This orange cake is a delicious dessert and I serve it in lots of different ways.

The cake itself is light as air and flavoured with orange zest and juice. It can be baked in a round or square tin or as a sheet cake for cutting into squares.

Fresh out of the oven I prick it with a toothpick, pour the rest of the orange juice over it, and sift a generous powdering of icing sugar on top, making an icing of sorts. At this stage it can be served as is with afternoon tea (or morning coffee). You could also make a simple glacé icing by mixing together the icing sugar and orange juice, and drizzling it over the cake.

As a dessert I serve the cake with caramelised oranges, making a flavoured caramel to pour over segmented oranges and spooned on the side served with cream or crème fraîche. Cointreau or rum can be added to the caramel to make it grown up and boozy.

For a dessert buffet I layer up squares of the cake on a large platter with mascarpone, fresh raspberries and a summer fruit coulis – it’s pretty as a picture and totally delicious.

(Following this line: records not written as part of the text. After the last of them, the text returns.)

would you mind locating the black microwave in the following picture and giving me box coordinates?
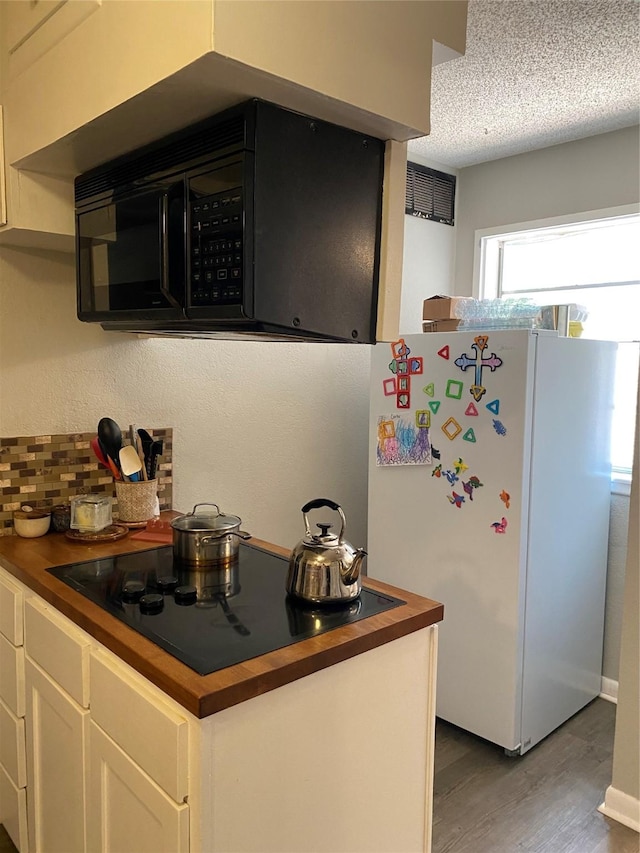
[75,99,385,343]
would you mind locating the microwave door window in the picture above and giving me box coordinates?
[79,192,171,311]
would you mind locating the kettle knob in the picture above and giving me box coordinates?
[316,523,333,537]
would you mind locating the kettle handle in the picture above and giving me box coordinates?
[301,498,340,514]
[301,498,346,543]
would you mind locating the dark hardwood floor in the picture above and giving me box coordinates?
[433,698,639,853]
[1,699,637,852]
[0,825,16,853]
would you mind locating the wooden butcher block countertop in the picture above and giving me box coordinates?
[0,514,443,719]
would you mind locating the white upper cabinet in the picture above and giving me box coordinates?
[3,1,101,79]
[0,0,467,176]
[0,0,465,332]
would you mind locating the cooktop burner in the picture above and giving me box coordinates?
[47,542,404,675]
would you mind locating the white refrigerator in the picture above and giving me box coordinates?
[367,329,616,754]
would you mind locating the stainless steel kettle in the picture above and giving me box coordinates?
[286,499,367,604]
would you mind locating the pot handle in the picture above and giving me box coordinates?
[301,498,346,543]
[199,529,251,545]
[188,503,220,517]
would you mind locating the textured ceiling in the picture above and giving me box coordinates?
[409,0,640,168]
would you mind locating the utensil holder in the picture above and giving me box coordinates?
[115,479,158,523]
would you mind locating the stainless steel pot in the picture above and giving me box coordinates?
[170,503,251,568]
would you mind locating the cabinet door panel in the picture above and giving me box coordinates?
[0,634,25,717]
[88,722,188,853]
[0,698,26,788]
[25,659,88,853]
[0,763,29,853]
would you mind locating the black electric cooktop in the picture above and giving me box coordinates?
[47,542,404,676]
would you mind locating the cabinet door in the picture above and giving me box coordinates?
[25,658,88,853]
[87,722,189,853]
[0,763,29,853]
[0,698,26,789]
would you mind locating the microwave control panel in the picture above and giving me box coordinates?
[189,189,243,306]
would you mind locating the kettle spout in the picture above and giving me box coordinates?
[342,549,367,585]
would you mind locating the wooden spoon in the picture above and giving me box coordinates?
[119,445,143,482]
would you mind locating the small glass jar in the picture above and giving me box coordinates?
[70,495,112,533]
[51,503,72,533]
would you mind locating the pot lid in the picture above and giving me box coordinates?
[14,505,51,520]
[171,503,242,533]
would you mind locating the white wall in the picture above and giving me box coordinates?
[604,494,632,680]
[0,247,371,553]
[453,125,640,296]
[400,155,458,335]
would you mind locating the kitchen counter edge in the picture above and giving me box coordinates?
[0,525,443,719]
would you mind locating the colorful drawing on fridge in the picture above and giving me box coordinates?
[376,414,432,466]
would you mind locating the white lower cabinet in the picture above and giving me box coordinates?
[87,722,189,853]
[0,569,28,852]
[0,562,439,852]
[25,658,88,853]
[14,583,191,853]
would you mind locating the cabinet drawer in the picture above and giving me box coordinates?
[24,598,90,707]
[0,698,27,789]
[90,650,189,803]
[0,571,24,646]
[0,634,25,717]
[0,762,29,853]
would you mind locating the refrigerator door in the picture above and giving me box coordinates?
[368,329,536,750]
[519,334,616,752]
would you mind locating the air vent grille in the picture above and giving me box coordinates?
[405,162,455,226]
[75,114,246,201]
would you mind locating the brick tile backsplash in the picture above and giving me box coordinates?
[0,429,172,534]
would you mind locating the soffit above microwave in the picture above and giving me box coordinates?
[75,99,385,344]
[9,3,467,180]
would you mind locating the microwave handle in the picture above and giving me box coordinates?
[160,192,182,310]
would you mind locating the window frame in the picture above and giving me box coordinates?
[472,203,639,495]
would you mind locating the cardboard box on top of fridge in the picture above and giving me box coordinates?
[422,319,461,333]
[422,295,474,320]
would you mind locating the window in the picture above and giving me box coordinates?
[477,210,640,486]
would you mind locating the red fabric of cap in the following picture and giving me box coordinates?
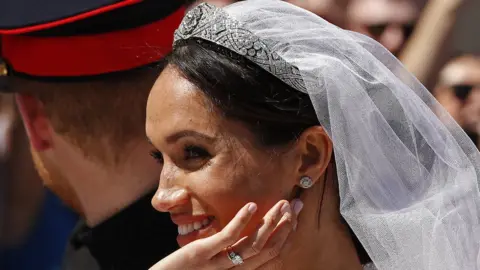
[1,6,185,77]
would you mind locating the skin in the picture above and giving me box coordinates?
[287,0,350,28]
[14,74,303,270]
[146,66,363,269]
[150,200,302,270]
[434,55,480,146]
[16,93,161,226]
[347,0,426,55]
[347,0,469,90]
[146,68,295,246]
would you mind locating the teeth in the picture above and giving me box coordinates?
[178,218,212,236]
[194,222,202,230]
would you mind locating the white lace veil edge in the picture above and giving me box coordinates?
[174,1,480,269]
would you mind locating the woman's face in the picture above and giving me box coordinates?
[146,66,298,247]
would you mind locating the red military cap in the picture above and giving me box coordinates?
[0,0,186,91]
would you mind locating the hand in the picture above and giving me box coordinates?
[149,199,304,270]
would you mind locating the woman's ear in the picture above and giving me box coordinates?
[294,126,333,186]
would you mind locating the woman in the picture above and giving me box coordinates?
[147,1,480,269]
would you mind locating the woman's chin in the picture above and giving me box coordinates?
[176,220,219,247]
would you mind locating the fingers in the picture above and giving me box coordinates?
[199,202,258,257]
[237,200,303,270]
[190,199,304,269]
[235,200,292,259]
[208,199,303,269]
[239,217,293,269]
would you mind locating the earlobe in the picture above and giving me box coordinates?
[15,93,52,151]
[296,126,333,185]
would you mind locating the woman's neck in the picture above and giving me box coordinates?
[284,170,364,270]
[284,218,363,269]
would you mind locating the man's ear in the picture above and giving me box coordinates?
[15,93,53,151]
[294,126,333,186]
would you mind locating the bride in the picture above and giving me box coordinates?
[146,1,480,269]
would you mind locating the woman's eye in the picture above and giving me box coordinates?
[149,150,164,164]
[184,145,210,160]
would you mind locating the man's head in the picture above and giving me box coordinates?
[434,55,480,145]
[287,0,350,28]
[347,0,427,55]
[0,1,185,220]
[14,68,159,212]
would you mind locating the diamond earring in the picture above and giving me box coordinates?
[299,176,313,189]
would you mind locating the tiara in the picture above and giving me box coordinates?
[174,3,307,92]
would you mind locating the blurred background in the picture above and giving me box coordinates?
[1,0,479,269]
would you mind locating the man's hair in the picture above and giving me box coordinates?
[12,66,161,166]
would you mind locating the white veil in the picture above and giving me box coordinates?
[174,1,480,269]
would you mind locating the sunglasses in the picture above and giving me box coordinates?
[367,23,416,41]
[450,85,480,145]
[451,85,479,101]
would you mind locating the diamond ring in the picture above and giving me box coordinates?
[227,249,244,266]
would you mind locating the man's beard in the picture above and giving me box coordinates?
[30,149,84,215]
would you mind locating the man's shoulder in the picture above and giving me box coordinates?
[61,221,100,270]
[62,241,101,270]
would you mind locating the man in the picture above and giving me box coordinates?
[434,55,480,148]
[287,0,350,28]
[346,0,427,55]
[0,1,184,269]
[346,0,470,90]
[0,91,76,270]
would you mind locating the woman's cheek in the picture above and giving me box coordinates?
[189,153,287,234]
[192,180,268,234]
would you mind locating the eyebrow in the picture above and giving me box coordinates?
[147,130,217,147]
[166,130,216,144]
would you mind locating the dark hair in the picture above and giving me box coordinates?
[167,38,371,264]
[168,39,318,147]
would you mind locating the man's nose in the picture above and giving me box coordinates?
[380,25,404,55]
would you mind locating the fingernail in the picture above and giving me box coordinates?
[248,203,257,213]
[292,200,304,215]
[280,202,290,215]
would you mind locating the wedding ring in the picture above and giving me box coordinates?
[227,248,244,266]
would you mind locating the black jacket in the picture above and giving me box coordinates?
[61,192,178,270]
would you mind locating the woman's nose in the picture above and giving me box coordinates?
[153,163,189,212]
[152,187,189,212]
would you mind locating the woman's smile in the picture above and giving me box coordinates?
[171,214,218,246]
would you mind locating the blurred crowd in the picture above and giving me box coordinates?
[0,0,479,269]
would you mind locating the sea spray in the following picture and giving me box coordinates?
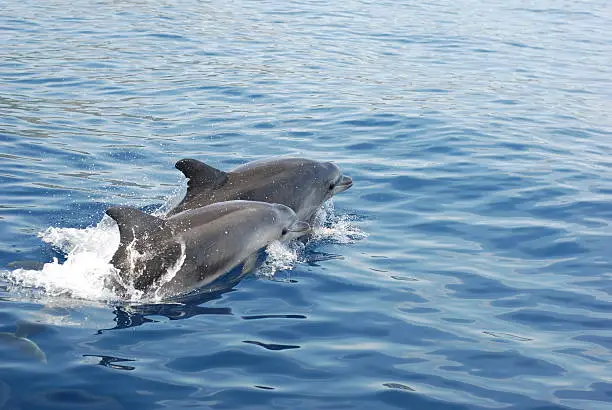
[1,200,365,300]
[2,216,120,301]
[256,200,367,278]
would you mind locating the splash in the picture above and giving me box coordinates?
[1,200,365,301]
[256,200,367,278]
[151,242,186,301]
[102,235,187,303]
[258,240,304,278]
[1,216,120,301]
[310,200,368,244]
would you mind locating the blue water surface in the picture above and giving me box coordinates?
[2,0,612,409]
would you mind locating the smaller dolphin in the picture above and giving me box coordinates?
[106,200,309,298]
[0,321,47,363]
[167,157,353,225]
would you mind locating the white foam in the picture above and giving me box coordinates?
[256,200,367,278]
[1,199,366,301]
[310,200,368,244]
[258,240,303,278]
[1,216,120,301]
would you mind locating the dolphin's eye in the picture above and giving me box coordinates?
[329,183,335,190]
[282,228,288,236]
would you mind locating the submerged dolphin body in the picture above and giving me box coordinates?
[0,321,47,363]
[167,157,353,224]
[106,200,309,299]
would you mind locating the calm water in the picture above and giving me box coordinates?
[2,0,612,408]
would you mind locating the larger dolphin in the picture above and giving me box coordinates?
[106,200,309,299]
[167,157,353,223]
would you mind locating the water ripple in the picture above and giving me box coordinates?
[2,0,612,409]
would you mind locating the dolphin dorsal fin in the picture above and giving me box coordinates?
[175,159,228,193]
[106,206,167,245]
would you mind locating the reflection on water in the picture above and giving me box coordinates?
[99,303,233,333]
[242,340,300,351]
[82,354,136,371]
[241,314,308,321]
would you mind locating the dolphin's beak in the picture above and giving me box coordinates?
[333,175,353,194]
[290,221,310,233]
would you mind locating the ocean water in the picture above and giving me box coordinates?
[1,0,612,408]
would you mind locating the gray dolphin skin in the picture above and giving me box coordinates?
[167,157,353,224]
[106,200,309,298]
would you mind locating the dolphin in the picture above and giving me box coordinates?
[106,200,309,298]
[167,157,353,225]
[0,321,47,363]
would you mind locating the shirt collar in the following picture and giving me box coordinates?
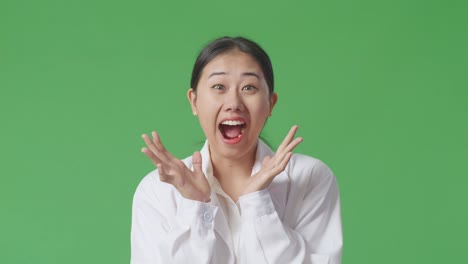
[198,139,274,183]
[198,139,289,217]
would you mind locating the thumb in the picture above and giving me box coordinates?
[192,151,203,176]
[262,155,271,167]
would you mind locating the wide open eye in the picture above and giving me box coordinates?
[242,85,257,92]
[212,84,225,90]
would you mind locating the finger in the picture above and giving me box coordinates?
[262,155,272,168]
[192,151,203,177]
[151,131,163,150]
[271,137,301,168]
[277,152,293,172]
[266,152,293,179]
[141,147,161,166]
[276,137,303,160]
[282,136,303,154]
[151,131,175,160]
[141,133,171,163]
[157,163,172,183]
[277,125,299,153]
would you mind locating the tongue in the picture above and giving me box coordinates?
[223,125,242,139]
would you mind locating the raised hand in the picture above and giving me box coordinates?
[141,131,211,202]
[241,125,303,196]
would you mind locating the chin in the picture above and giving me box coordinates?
[209,133,258,160]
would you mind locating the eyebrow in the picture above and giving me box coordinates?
[208,72,226,78]
[242,72,260,79]
[208,72,260,79]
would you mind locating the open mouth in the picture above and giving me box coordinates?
[218,120,246,140]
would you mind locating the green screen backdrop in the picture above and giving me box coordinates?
[1,0,467,263]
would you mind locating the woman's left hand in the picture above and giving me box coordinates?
[241,125,303,196]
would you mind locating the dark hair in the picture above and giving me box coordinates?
[190,36,274,95]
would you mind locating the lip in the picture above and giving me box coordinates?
[218,116,248,145]
[218,117,247,125]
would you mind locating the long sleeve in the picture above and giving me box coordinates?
[130,172,230,264]
[131,141,343,264]
[237,159,343,264]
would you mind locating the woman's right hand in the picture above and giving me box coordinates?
[141,131,211,202]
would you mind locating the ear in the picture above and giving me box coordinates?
[187,88,197,115]
[269,92,278,116]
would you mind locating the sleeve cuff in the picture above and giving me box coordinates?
[176,196,219,230]
[238,189,275,220]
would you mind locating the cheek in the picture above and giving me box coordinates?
[247,102,271,128]
[248,96,271,114]
[195,94,221,131]
[196,93,220,112]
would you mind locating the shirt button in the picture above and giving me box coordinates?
[203,211,213,222]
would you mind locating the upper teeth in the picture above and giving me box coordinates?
[221,120,245,126]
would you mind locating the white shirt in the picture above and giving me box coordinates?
[131,140,343,264]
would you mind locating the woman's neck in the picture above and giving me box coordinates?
[209,144,257,200]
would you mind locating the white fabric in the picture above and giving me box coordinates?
[131,140,343,264]
[208,175,242,257]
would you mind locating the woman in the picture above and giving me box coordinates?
[131,36,342,264]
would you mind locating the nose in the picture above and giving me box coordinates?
[223,89,244,112]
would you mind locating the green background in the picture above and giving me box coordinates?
[1,0,467,263]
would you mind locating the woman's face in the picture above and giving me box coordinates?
[188,50,277,161]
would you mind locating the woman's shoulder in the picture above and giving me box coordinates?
[132,171,176,212]
[287,153,336,187]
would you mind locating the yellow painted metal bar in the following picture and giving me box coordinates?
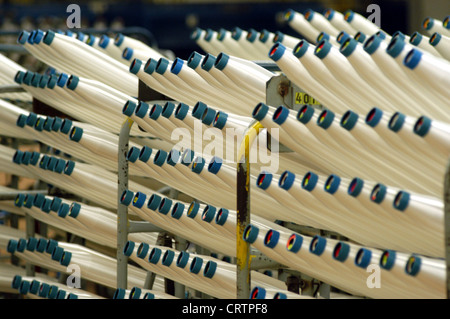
[236,120,264,298]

Oranges vary a lot in size, so this recipe is based on using 1 large and very juicy orange.

If the oranges are small, or not very juicy, double up.


(this will fill 2 x 20cm round cake tins, or 1 x 20cm square tin. Double the recipe to fill a 35 x 27cm baking tin).

170g unsalted butter, softened

170g caster sugar

3 large free-range eggs

170g self-raising flour

1tsp baking powder

1tsp bicarb of soda

Pinch of salt

Zest of 1 large orange

1tbsp orange juice (reserve the rest for drizzling)

To decorate:

2 large oranges, peeled and segmented (cut either side of each membrane, do this over a bowl to catch all the juice)

200g caster sugar

50ml water

45ml Cointreau or Rum (optional)

4 Cardamom pods or one stick of cinnamon (optional)

Whipped cream, mascarpone or creme fraiche to serve

Fresh berries if you have them

A few mint leaves

Icing sugar for dusting


Preheat the oven to 170C. Line your cake tins with baking parchment or use non-stick spray.

In a large mixing bowl with a hand or stand mixer, beat the butter and sugar until pale and fluffy.

Add the eggs one at a time, beating well between additions. Add the orange zest.

Weigh out the dry ingredients and mix them together, then add in three stages to the mixing bowl, adding in the orange juice as you go. Make sure it’s all well mixed together with no floury lumps, then pour into your prepared cake tins and bake for 20-30 minutes until done (it should be brown and well risen. A toothpick inserted in the middle will come out clean, or you can gently press the middle with your finger, it should spring back to the touch).

Put the tins on a cooling rack and prick all over with a toothpick or a fork. Drizzle over the remaining orange juice and let it soak into the cake. Dust generously with icing sugar and leave to cool.

Peel the oranges with a serrated fruit knife, removing all the pith, and then over a bowl use the knife to cut the orange into segments, leaving behind the inner pith and membrane. Do this over a bowl to catch all the juice. Strain the juice into a jug and reserve the orange segments in the bowl.

Now make the caramel. This can be daunting but it’s really easy when you know how!

Use a heavy-bottomed saucepan and heat the sugar and water together, gently agitating the pan but without stirring, until the sugar has dissolved. Now turn up the heat and allow the sugar syrup to boil vigorously, shaking the pan every now and then to make sure the heat is spreading evenly. This can take 10-15 minutes but keep an eye on it.

The syrup will start to change colour from brown at the edges to a red-brick terracotta – don’t let it go too far or it will burn.

Now, turn off the heat and, using oven gloves to protect your hands, pour in the reserved orange juice. It will hiss and splatter so stand well back. Stir the orange caramel to combine, and wait 5 minutes for it to cool slightly before adding any flavouring (otherwise they will burn and be bitter). I use 3-4 cardamom pods, a single cinnamon stick and/or or a slug of orange-flavoured liqueur or rum.

When the caramel is cool, pour it over the orange segments.

Serve the cake with the caramelised orange segments and cream, crème fraîche or mascarpone, decorated with mint tips and dusted with icing sugar.